Jerome S. Bruner, the Culture of Education, and Educational Technology

Despite the still staggering "and Life" issues, tonight I've managed to keep up with my feeds, catch up on email (including comments from this blog), and now, finally, to blog. (And I completed a reference for a former student to boot!)

I started this post weeks ago, while digging through Bruner's The Culture of Education. My next paper is still in very early stages, so I am returning to these quotes and my annotations to complete this post for ET&L.
Meaning making involves situating encounters with the world in their appropriate cultural contexts in order to know "what they are about." Although meanings are "in the mind," they have their origins and their significance in the culture in which they are created. It is this cultural situatedness of meanings that assures their negotiability and, ultimately, their communicability. (p. 3)
Finally, I am getting to the social negotiation element in the subtitle to this blog! This quote speaks to the importance of allowing students to learn new content (and processes!) in a cultural context, rather than as abstract elements divorced from context, and culture. This is also important to relate to your students, not necessarily as friends (though I remain open to that idea), but at least as human beings. When I got to the point where I could do that, it changed my teaching... that was the door to success. And establishing that relationship is still the first thing I try to do in any professional development.
Education is not an island, but part of the continent of culture.
Similarly I often open with an activity based on a current event, or something I am currently passionate about (in an effort to provoke some passion in the participants). I think this is equally important (and effective) with k12 students. And, naturally, I think that blogs, wikis, and RSS can help students feel that their education is a part of a greater culture... and may even be contributing to that culture.
Native endowment may be as much affected by the accessibility of symbolic systems as by the distribution of genes. (p. 11)
Consider how much more important this becomes in the age of the digital divide! Already there is such a clear gap between those who can read and write academic language, and those who are functionally illiterate... a similar gap has formed between those who can use educational technologies such as an office suite, the internet, and email... and now another gap is forming between those who can use blogs, wikis, and RSS and those who cannot. I suspect a similar divide may be created when some students have access to games and simulations as part of their education (allowing them to learn cyclical and systems content in addition to linear content), while others are stuck using books - and office suites. Needless to say, I think this conclusion of Bruner's speaks to the need to be sure public education provides students with exposure to these tools and the support they need to master them.
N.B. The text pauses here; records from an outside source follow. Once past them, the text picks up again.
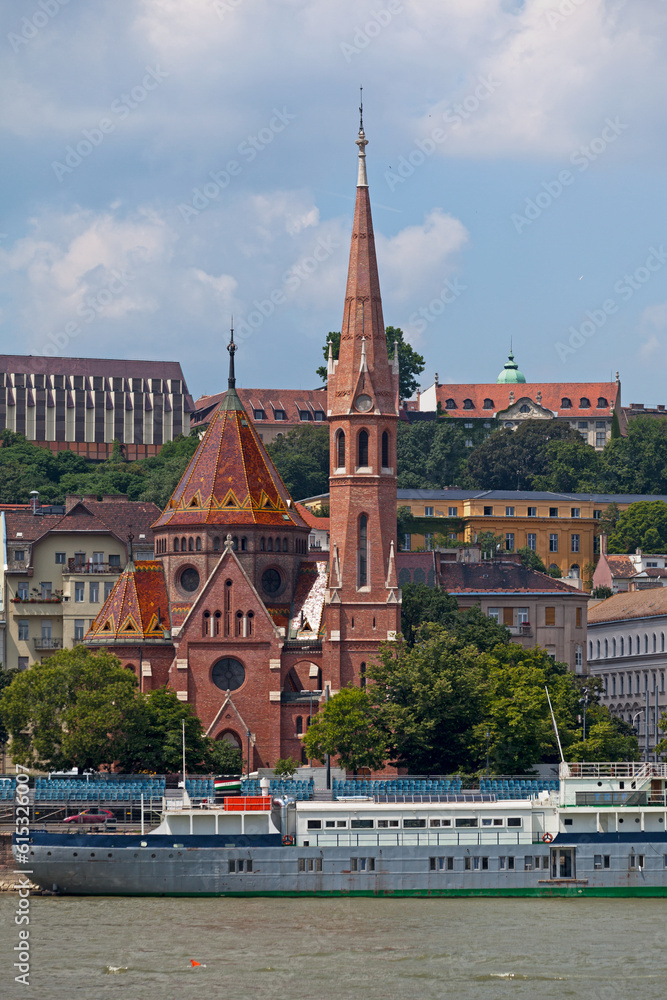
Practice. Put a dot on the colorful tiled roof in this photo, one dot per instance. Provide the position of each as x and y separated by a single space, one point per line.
230 479
634 604
555 396
137 610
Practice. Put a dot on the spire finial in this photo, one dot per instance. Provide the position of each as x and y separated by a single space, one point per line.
362 142
231 347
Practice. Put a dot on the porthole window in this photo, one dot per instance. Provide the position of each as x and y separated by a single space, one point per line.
189 580
271 581
228 674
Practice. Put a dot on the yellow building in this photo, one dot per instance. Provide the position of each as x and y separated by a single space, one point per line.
559 527
60 565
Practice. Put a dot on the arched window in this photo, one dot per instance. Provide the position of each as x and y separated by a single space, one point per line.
362 446
363 551
385 449
340 450
228 607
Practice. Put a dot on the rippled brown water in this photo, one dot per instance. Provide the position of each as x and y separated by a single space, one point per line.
335 949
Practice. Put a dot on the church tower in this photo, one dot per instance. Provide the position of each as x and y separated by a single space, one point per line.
363 602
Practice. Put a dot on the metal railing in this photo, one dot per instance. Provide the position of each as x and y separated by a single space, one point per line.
47 643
Personally, I think the need for a 1:1 student to computer ratio should be self evident at this point.
Works and works-in-progess create shared and negotiable ways of thinking in a group... [and] externalization produces a record of our efforts, one that is "outside us" rather than vaguely "in memory." (p. 23)
It is amazing how well this quote captures so much of what is exciting about the read/write web in education! Will Richardson in particular writes often about the benefits of writing as thinking, and I have linked before to suggestions that blogs can be our back up brain.
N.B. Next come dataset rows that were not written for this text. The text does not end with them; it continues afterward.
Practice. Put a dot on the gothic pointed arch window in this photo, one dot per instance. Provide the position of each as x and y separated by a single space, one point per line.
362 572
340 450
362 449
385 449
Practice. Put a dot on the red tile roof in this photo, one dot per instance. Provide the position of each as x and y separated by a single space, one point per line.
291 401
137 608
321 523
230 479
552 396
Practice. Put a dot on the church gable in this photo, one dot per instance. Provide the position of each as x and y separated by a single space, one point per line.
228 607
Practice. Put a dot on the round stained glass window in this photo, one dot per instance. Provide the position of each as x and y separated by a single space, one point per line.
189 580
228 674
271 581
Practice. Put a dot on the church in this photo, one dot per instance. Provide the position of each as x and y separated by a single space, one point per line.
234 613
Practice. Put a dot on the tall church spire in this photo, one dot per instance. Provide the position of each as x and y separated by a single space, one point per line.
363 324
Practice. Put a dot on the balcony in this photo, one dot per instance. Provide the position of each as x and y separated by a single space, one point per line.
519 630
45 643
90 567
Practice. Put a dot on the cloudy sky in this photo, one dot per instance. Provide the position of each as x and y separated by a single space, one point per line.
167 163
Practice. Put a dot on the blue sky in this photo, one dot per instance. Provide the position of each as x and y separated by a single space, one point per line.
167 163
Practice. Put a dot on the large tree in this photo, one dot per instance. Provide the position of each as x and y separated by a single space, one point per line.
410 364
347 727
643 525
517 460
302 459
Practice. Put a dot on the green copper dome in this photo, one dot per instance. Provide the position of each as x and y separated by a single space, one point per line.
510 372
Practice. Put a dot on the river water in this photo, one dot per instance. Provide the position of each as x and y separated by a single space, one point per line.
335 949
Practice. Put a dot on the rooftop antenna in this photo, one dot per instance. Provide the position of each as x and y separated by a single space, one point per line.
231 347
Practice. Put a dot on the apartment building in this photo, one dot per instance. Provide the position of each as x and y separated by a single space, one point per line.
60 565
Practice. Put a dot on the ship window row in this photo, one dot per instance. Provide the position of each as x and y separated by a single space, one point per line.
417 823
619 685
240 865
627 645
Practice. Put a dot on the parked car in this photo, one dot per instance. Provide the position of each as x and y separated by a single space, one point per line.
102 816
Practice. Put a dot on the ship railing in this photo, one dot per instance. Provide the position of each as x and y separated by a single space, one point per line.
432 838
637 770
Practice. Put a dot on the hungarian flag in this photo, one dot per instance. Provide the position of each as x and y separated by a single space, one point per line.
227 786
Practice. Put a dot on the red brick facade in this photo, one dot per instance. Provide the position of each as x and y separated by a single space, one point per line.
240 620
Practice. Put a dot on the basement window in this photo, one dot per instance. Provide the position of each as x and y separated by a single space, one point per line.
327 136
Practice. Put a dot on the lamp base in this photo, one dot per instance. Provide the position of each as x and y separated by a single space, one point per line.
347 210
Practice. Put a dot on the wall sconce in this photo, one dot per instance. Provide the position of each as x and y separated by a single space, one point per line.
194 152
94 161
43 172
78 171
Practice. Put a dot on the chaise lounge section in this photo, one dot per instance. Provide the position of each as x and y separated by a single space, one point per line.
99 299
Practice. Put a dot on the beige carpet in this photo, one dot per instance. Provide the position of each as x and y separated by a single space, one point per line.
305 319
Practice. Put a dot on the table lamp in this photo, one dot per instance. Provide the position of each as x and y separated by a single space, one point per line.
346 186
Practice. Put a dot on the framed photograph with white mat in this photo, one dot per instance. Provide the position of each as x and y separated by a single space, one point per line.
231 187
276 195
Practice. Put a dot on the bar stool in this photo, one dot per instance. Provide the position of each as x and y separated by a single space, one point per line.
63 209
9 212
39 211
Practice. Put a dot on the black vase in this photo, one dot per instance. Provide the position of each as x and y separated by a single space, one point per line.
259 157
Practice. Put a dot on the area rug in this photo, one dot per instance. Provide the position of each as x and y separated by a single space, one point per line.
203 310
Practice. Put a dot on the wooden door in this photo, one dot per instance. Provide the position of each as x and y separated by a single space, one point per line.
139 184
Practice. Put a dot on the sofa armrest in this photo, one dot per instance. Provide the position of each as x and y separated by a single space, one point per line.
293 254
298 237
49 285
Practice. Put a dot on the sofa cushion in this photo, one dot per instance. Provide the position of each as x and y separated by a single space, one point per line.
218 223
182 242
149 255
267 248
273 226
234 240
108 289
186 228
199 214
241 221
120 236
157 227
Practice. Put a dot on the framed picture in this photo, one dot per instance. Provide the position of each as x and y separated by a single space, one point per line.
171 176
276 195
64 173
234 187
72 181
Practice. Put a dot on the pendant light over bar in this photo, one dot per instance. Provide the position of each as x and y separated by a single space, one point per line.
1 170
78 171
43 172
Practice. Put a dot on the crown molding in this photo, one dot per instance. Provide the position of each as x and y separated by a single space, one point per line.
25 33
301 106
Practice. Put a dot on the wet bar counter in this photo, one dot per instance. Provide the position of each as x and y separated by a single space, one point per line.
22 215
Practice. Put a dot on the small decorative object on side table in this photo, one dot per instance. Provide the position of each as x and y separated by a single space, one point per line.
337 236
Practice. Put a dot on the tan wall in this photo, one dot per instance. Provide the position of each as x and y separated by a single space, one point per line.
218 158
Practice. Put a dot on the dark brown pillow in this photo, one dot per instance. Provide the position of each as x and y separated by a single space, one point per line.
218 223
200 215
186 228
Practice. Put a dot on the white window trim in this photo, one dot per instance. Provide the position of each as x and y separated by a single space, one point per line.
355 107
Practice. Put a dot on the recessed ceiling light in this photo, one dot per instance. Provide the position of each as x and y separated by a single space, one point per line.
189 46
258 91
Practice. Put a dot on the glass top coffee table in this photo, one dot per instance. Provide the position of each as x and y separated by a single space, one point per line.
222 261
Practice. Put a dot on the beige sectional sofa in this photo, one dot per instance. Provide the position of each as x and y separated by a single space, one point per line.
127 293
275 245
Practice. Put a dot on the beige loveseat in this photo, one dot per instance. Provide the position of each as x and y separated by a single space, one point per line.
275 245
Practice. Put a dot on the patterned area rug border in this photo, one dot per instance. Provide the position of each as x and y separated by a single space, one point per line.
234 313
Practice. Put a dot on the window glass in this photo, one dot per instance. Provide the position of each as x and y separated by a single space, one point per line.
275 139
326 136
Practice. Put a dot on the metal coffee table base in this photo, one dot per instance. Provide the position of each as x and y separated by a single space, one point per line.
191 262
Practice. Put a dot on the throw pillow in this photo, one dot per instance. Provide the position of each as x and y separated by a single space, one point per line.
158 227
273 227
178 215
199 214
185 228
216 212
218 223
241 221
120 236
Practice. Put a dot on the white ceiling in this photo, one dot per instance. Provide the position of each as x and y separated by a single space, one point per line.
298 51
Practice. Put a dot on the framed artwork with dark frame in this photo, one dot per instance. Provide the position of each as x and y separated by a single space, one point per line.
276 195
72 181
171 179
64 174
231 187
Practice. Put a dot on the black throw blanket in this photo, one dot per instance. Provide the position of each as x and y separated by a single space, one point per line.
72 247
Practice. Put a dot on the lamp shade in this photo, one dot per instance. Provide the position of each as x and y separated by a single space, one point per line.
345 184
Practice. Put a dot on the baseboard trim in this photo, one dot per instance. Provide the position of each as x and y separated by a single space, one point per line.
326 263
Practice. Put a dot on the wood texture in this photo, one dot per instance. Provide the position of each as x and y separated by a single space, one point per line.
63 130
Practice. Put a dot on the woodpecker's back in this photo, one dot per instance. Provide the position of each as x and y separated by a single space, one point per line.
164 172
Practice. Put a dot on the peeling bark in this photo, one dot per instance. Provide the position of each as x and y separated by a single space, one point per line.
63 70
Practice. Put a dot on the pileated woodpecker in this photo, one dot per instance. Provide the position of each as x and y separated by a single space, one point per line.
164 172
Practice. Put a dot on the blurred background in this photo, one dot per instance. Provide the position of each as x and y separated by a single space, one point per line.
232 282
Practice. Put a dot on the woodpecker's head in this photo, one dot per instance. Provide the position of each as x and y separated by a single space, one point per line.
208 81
I thought that I should point out that when Bruner starts talking about "the tenet of identity and self esteem" (p. 35), he starts sounding like Jim Gee, but I suppose the opposite is true. Gee's work reflects Bruner's influence.
I think we have become so preoccupied with the more formal criteria of "performance" and with the bureaucratic demands of education as an institution that we have neglected this personal side of education. (p. 39)
Bruner knew that "...and Life" was more important than standards 10 years ago! This is much of what frustrates me about my job at the county. Though I have some freedom to be disrupted, I am inspired to do more.
Even under the least favorable conditions - psychologically, fiscally, educationally - we still succeed in giving some children a sense of their own possibilities. We do it by getting them (and sometimes their parents) to collaborate in an enabling community. (p. 76)
This is what it is all about! This is what our Expected School Wide Learning Results should be... students will develop a sense of their own possibilities! And note the nod to the parents. Here again blogs can help kids recognize their potential to contribute, and can help parents recognize their student's contributions. So, too, can games help... particularly games that can recast the student as the hero, or at least an effective agent of change within the game world.
Perhaps successful cultures... should be considered as "countercultures" that serve to raise the consciousness and meta-cognition of their participants as well as enhancing their self esteem. (p. 77-78)
Wow. Here is today's Hallelujah, brother. Did I mention I long to be more disruptive?
It is through this process of becoming aware of practice that the good school and the healhy classroom can provide even the child of poverty, even the outsider immigrant child, some working vision of how a society can operate. (p. 79)
This is why reflection through blogging can be a powerful tool for supporting professional learning communities (and small learning communities). In fact, as I sat in a SAIT meeting today and contemplated what in the world an Ed Tech guy was doing in a meeting about program improvement schools when no one in the room had any intention of tapping his knowledge base, it occurred to me how much focusing on the read/write web and other disruptive technologies (rather than focusing on remedial efforts) could change the culture of a school to support more meaningful student learning and achievement, possibly even raising test scores as a side effect.
"We probably have little better sense of where the culture is heading than did the French in 1789." (p. 83)
Scary isn't it? But very likely true.
We need a surer sense of what to teach to whom and how to go about teaching it in such a way that it will make those taught more effective, less alienated, and better human beings... then we can mount the kind of community effort that can truly address the future of our educational process - an effort in which all of the resources of intellect and compassion that we can muster, whatever the price, are placed at the disposal of the schools... all the standards in the world will not, like a helping hand, achieve the goal of making our multicultural, our threatened society come alive again, not alive just as a competitor in the world's markets, but as a nation worth living in and living for. (p. 118)
Perhaps when Bruner wrote this we needed that surer sense... now I think we have it (to the degree possible in our changing culture), and the question now is how to effect the changes he dreams of as well. This is what Educational Technology and Life is all about for me. At the best of times, this is what my job is about, too. I believe the read/write web will play a roll in mounting this community effort, because what Dewey calls our medieval educational system cannot serve us much longer, and the change is coming.

1 Comments:

At 8:47 AM, Blogger Newman said...

Perhaps successful cultures... should be considered as "countercultures" that serve to raise the consciousness and meta-cognition of their participants as well as enhancing their self esteem.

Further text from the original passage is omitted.